Top n max value from array of object JavaScript

Finding the top n objects with maximum values from an array is a common programming task. Let's explore how to get objects with the highest duration values from an array of objects.

Problem Statement

Given an array of objects, we need to create a function that returns the top n objects based on the highest duration values.

const arr = [
    {"id":0,"start":0,"duration":117,"slide":4,"view":0},
    {"id":0,"start":0,"duration":12,"slide":1,"view":0},
    {"id":0,"start":0,"duration":41,"slide":2,"view":0},
    {"id":0,"start":0,"duration":29,"slide":3,"view":0},
    {"id":0,"start":0,"duration":123,"slide":3,"view":0},
    {"id":0,"start":0,"duration":417,"slide":2,"view":0},
    {"id":0,"start":0,"duration":12,"slide":1,"view":0},
    {"id":0,"start":0,"duration":67,"slide":2,"view":0}
];

console.log("Original array length:", arr.length);

Original array length: 8

Solution Using Sort and Slice

The most straightforward approach is to sort the array by duration in descending order and then slice the first n elements.

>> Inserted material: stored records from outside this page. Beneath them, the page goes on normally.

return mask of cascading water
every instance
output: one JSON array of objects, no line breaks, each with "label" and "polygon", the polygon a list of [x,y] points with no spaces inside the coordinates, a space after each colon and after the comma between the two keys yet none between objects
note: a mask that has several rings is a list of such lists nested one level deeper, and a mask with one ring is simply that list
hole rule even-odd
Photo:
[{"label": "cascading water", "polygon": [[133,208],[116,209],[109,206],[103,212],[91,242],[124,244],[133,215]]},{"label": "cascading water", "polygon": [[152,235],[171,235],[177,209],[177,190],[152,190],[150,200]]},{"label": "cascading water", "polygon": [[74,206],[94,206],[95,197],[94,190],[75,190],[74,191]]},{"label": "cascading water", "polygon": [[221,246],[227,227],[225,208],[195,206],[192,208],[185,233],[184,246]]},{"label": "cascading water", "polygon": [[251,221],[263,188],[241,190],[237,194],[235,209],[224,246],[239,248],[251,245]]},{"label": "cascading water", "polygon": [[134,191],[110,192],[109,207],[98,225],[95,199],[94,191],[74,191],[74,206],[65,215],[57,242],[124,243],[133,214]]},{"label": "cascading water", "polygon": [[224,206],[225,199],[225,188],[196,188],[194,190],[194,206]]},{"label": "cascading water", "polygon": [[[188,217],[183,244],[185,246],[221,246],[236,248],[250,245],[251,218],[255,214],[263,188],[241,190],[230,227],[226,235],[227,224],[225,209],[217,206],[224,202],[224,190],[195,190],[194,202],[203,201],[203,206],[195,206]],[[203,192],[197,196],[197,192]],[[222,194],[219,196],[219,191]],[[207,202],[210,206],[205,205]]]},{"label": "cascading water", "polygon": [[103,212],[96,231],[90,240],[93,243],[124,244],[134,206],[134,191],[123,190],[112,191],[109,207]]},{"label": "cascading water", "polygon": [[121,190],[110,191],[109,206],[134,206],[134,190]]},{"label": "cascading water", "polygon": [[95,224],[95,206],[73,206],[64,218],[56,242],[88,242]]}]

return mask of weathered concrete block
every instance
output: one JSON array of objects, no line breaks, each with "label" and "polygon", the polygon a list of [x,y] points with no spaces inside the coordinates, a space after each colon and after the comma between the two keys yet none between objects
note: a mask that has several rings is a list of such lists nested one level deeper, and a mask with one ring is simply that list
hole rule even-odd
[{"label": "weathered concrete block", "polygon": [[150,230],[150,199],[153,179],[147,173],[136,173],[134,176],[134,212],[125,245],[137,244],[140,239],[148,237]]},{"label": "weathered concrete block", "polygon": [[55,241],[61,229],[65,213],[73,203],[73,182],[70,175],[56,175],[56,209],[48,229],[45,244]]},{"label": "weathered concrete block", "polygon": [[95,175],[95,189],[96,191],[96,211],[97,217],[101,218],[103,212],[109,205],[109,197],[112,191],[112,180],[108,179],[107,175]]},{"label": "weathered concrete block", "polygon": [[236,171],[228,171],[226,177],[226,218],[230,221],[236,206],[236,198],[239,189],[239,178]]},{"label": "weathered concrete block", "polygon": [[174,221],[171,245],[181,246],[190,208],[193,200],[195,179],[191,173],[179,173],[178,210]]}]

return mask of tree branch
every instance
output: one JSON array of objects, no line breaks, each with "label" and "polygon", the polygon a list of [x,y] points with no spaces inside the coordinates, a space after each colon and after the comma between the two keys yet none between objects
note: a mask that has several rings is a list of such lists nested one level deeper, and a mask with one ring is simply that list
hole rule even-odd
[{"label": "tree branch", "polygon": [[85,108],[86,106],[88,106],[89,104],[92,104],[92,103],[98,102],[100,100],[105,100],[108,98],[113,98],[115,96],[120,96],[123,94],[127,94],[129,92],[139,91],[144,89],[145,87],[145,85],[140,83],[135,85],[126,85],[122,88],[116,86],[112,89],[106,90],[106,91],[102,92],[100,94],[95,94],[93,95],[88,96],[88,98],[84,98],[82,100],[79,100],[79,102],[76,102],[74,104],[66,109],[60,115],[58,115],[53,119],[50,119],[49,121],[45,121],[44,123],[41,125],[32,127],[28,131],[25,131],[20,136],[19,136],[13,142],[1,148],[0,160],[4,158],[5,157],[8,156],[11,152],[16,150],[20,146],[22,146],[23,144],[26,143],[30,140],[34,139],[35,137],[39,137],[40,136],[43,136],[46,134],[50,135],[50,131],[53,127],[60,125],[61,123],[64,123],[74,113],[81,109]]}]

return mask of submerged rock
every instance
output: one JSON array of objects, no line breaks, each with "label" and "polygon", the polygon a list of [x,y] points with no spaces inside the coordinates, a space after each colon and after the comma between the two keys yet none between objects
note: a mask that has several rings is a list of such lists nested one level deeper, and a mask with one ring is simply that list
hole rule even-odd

const topN = (arr, n) => {
    if(n > arr.length){
        return false;
    }
    return arr
        .slice()
        .sort((a, b) => {
            return b.duration - a.duration
        })
        .slice(0, n);
};

// Test with different values of n
console.log("Top 3 objects:");
console.log(topN(arr, 3));

console.log("\nTop 4 objects:");
console.log(topN(arr, 4));

console.log("\nTop 5 objects:");
console.log(topN(arr, 5));

Top 3 objects:
[
  { id: 0, start: 0, duration: 417, slide: 2, view: 0 },
  { id: 0, start: 0, duration: 123, slide: 3, view: 0 },
  { id: 0, start: 0, duration: 117, slide: 4, view: 0 }
]

Top 4 objects:
[
  { id: 0, start: 0, duration: 417, slide: 2, view: 0 },
  { id: 0, start: 0, duration: 123, slide: 3, view: 0 },
  { id: 0, start: 0, duration: 117, slide: 4, view: 0 },
  { id: 0, start: 0, duration: 67, slide: 2, view: 0 }
]

Top 5 objects:
[
  { id: 0, start: 0, duration: 417, slide: 2, view: 0 },
  { id: 0, start: 0, duration: 123, slide: 3, view: 0 },
  { id: 0, start: 0, duration: 117, slide: 4, view: 0 },
  { id: 0, start: 0, duration: 67, slide: 2, view: 0 },
  { id: 0, start: 0, duration: 41, slide: 2, view: 0 }
]

How It Works

The function works in four steps:

1. Validation: Check if n exceeds array length
2. Copy: Use slice() to create a copy and avoid mutating the original array
3. Sort: Sort by duration in descending order using b.duration - a.duration
4. Extract: Use slice(0, n) to get the first n elements

Alternative Approach with Error Handling

const getTopNWithValidation = (arr, n, property = 'duration') => {
    if (!Array.isArray(arr)) {
        throw new Error('First argument must be an array');
    }
    
    if (n <= 0) {
        return [];
    }
    
    if (n > arr.length) {
        console.warn(`Requested ${n} items but array only has ${arr.length} items`);
        n = arr.length;
    }
    
    return arr
        .slice()
        .sort((a, b) => b[property] - a[property])
        .slice(0, n);
};

// Test with edge cases
console.log("Top 10 (more than available):");
console.log(getTopNWithValidation(arr, 10));

console.log("\nTop 0:");
console.log(getTopNWithValidation(arr, 0));

Top 10 (more than available):
[
  { id: 0, start: 0, duration: 417, slide: 2, view: 0 },
  { id: 0, start: 0, duration: 123, slide: 3, view: 0 },
  { id: 0, start: 0, duration: 117, slide: 4, view: 0 },
  { id: 0, start: 0, duration: 67, slide: 2, view: 0 },
  { id: 0, start: 0, duration: 41, slide: 2, view: 0 },
  { id: 0, start: 0, duration: 29, slide: 3, view: 0 },
  { id: 0, start: 0, duration: 12, slide: 1, view: 0 },
  { id: 0, start: 0, duration: 12, slide: 1, view: 0 }
]

Top 0:
[]

Key Points

• Always use slice() before sorting to avoid mutating the original array
• The sort comparator (a, b) => b.duration - a.duration sorts in descending order
• Handle edge cases like n being greater than array length or zero
• The function can be made generic by accepting the property name as a parameter

Conclusion

Using sort and slice is the most readable approach for getting top n objects by a numeric property. The key is to create a copy first, sort by the desired property in descending order, then extract the required number of elements.